Sunday, January 13, 2008

Hockey update

Game number ten went into the books this afternoon, with Child Three in goal.

He stopped a good chance early, but got lucky on the rebound as he turned his back on the play but the shooter put it into his pads. We ended the first period up 1-0.

Child Three has two tendencies that really drag his game down, and I had a little chat with him during the break. He ignores or swings out his stick and he goes down on one knee. The one knee stance is fine if he's trying for a toe save that he needs to reach for, but Child Three uses it as his default and as a result he lets in more goals than he should between the legs. I told him to pay attention to those errors, and he listened.

He made some good stops in the second period, and got a bit of help from his crossbar once, but the period ended with the score still 1-0.

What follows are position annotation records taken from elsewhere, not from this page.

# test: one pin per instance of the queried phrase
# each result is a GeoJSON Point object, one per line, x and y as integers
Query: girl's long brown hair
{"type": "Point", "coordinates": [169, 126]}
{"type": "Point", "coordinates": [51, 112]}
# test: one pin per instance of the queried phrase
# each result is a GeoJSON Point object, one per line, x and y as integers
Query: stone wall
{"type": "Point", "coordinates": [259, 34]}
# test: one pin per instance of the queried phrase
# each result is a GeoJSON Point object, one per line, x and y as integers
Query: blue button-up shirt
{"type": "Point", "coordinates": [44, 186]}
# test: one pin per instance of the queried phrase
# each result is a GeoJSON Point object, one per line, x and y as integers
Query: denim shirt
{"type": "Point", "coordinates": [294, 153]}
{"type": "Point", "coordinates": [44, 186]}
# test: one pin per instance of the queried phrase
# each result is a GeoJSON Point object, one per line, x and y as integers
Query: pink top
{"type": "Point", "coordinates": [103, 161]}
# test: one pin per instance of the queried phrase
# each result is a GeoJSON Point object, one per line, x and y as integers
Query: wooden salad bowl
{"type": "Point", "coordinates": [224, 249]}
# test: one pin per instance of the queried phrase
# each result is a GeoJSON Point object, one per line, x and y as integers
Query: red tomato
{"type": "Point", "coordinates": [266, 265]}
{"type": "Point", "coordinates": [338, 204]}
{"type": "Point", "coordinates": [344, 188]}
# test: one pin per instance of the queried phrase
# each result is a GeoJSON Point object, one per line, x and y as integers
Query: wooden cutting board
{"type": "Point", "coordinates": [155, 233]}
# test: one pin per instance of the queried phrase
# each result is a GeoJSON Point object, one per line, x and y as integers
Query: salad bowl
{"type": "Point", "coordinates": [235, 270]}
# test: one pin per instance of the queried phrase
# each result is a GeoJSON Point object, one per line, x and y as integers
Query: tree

Our guys scored three more goals in the third, and Child Three made one or two more decent saves, but the team fell apart. The last three goals all came on dekes. Our player went to one side, the opposing goalie went down, and our player would take the puck to the other side and pot one. The other goalie (the second as our opponents split the game between two goalies) was not bad - he stopped everything else and even stopped that move a third of the time - but our team collectively sensed the weakness.

Unfortunately, some of the skill players decided that scoring more goals was more important than backchecking and they got lazy. They waited for clearing passes instead of going in and helping the defense strip the other team of the puck. With four minutes left, I told my forwards to play defensively. The line went on and gave up a breakaway within 30 seconds - and watched the opposing players rush toward our net instead of skating back to intercept (we have some fast players who might have caught up). Child Three did his one-knee drop and the puck went in. It was a total breakdown.

That became an extremely short shift for that line.

WIth two minutes to go, one of players received two minutes for slashing, and the other team scored an almost identical goal. Breakaway, one knee, puck in net.

I'm not a big believer in the momentum cliche, but I do believe in motivation. The goal motivated the other team and they had us back on our heels, but we withstood the pressure and took the 4-2 score into the locker room.

The other coaches and I had more to say in today's debrief than we did last week after the 10-0 win. We're playing the team we beat 10-0 next week, and they are much better than that score indicates. My Panthers better be more ready to play and work for the entire game if they want to stay in first place.

1 Comments:

Blogger Naila J. said...

Tsk tsk tsk... sounds familiar. Isn't Child 3 going to goalie school?